Il n'y a plus de pub sur la télé...

19 juin 2009

Il n'y a plus de pub sur la télé...

Il paraît qu'il n'y a plus de publicité, à partir de 20h30 sur les chaines françaises. Chouette alors, car ici sur les chaines allemandes, la pub ne manque pas.

En un sens, c'est vrai, il n'y a plus le logo et le « jingle » qui nous avertissaient qu'on allait voir de la pub. Moyennant quoi il y a pire que la pub... Des pubs déguisées qui se font passer pour autre chose que la pub... Elles font regretter les vraies de vraies pubs, tellement elles sont nulles et faux cul. Car, si la pub, la vraie, est supprimée, le sponsoring, lui, est non seulement autorisé, mais encouragé.

Bon, je passe sur la météo, sponsorisée par la petite camionnette jaune et bleu, vous savez, D.... . Au moins, la météo, on sait ce que c'est. C'est la météo. Soit le temps qu'il va faire dans les cinq jours avec plus où moins de réussite. Il n'y a ni entourloupe, ni tour de passe-passe. D...., on s'en moque. Ce qu'on attend, c'est le temps. Et on l'a. (J'adore la météo : c'est le programme le plus utile, le plus service public de toute la télévision).

Ce qui m'énerve le plus, ce sont ces prétendus mini programmes d'information (voire de sensibilisation) sur ceci ou cela qui ne servent qu'à fourguer le nom du sponsor. Ils sont d'une bêtise stratosphérique. Par exemple, des pseudo-interviews de sportifs qui expliquent, en quinze secondes, ce que ça veut dire, pour eux, gagner.

Déjà, vous en conviendrez aisément,  un sportif interviewé à la télé, la plupart du temps, c'est consternant de langue de bois. A ce demander pourquoi on s'obstine à leur poser des questions, vu qu'on sait à l'avance ce qu'ils vont répondre, rien ! Mais là, dans cette prétendue minisérie, c'est du rien à prétention philosophique. Ils sont censés nous révéler, en exclusivité, le comment du pourquoi du sens caché de la performance, comme quoi ce qui est formidable, quand on gagne, c'est qu'on gagne. Le plus effrayant, c'est d'imaginer le tournage de ces saynètes. Si ça se trouve, ça prend des heures, voire des jours, pour mettre en boite ces sommets du gnangnan, avec  le journaliste, hors champ, qui essaye de faire accoucher le sportif  d'une lapalissade en béton armé. Rien que d'y penser, ça me donne envie de me cacher sous ma couette et de dormir jusqu'à la fin du monde, tellement c'est déprimant.

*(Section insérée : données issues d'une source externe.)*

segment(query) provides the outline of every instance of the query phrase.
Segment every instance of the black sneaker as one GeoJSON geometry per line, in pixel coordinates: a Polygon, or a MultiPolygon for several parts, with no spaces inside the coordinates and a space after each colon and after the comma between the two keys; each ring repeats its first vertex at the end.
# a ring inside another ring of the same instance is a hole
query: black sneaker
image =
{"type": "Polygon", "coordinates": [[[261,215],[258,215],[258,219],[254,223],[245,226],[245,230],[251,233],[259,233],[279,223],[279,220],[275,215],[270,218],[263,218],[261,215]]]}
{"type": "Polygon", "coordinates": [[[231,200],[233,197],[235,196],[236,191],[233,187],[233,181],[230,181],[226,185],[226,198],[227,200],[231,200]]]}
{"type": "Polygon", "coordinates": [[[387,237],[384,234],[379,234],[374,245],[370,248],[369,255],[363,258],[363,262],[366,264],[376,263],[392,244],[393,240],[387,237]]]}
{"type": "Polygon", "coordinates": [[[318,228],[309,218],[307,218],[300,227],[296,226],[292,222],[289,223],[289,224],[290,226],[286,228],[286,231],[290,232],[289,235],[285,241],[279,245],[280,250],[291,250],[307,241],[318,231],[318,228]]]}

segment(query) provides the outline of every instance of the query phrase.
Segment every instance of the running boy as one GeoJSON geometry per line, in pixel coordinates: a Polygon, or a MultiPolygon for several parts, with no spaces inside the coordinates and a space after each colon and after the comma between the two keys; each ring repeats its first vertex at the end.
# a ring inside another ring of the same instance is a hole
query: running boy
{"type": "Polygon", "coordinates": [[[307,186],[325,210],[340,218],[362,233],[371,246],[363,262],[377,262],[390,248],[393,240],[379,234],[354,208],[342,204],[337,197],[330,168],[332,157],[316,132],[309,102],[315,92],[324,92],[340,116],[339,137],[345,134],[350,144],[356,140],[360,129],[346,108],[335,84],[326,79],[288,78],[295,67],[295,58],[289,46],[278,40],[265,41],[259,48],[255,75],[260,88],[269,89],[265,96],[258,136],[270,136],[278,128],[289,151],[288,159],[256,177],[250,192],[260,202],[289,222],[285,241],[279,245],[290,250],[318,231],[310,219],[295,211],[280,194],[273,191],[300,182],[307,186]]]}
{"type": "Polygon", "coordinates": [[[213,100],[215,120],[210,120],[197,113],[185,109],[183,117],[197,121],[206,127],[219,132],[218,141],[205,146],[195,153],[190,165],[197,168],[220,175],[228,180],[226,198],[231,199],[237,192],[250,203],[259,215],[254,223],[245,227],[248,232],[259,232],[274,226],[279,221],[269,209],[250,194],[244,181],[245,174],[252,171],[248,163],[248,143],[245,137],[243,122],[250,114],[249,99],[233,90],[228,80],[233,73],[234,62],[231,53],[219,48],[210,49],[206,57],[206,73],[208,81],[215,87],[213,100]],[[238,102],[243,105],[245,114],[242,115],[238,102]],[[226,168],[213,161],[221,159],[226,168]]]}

Sinon, il y a aussi la série qui s'appelle « les héros de la biodiversité » ou quelque chose dans ce goût-là.  On voit un type au bord de la mer ou au fond de l'eau, qui ramasse des algues ou qui compte les thons. Et on entend la voix, mourante, crépusculaire, d'Allain Bougrain Dubourg faire un sermon comme quoi c'est un héro. Comme quoi, chapeau bas, messieurs ! A dégouter de faire quoi que ce soit pour préserver la biodiversité de quoi que ce soit. Le pire, c'est le générique qui défile juste après ce concentré de néant. Quand on voit le nombre de gens qui s'y sont mis, toute cette énergie qu'il a fallu mobiliser pour aboutir à un truc si tarte, ça donne le vertige. Sans blague : le générique dure plus longtemps que le programme lui-même. Surtout qu'avant on a déjà eu droit au spot de pub du sponsor (ou des sponsors), comme quoi cette belle leçon de civisme nous est généreusement offerte par Duchmol et Chmoldu. On nous prend pour qui, franchement ? On croit vraiment qu'on va gober cette daube ? Qu'on va prendre ça pour une véritable émission de télévision ?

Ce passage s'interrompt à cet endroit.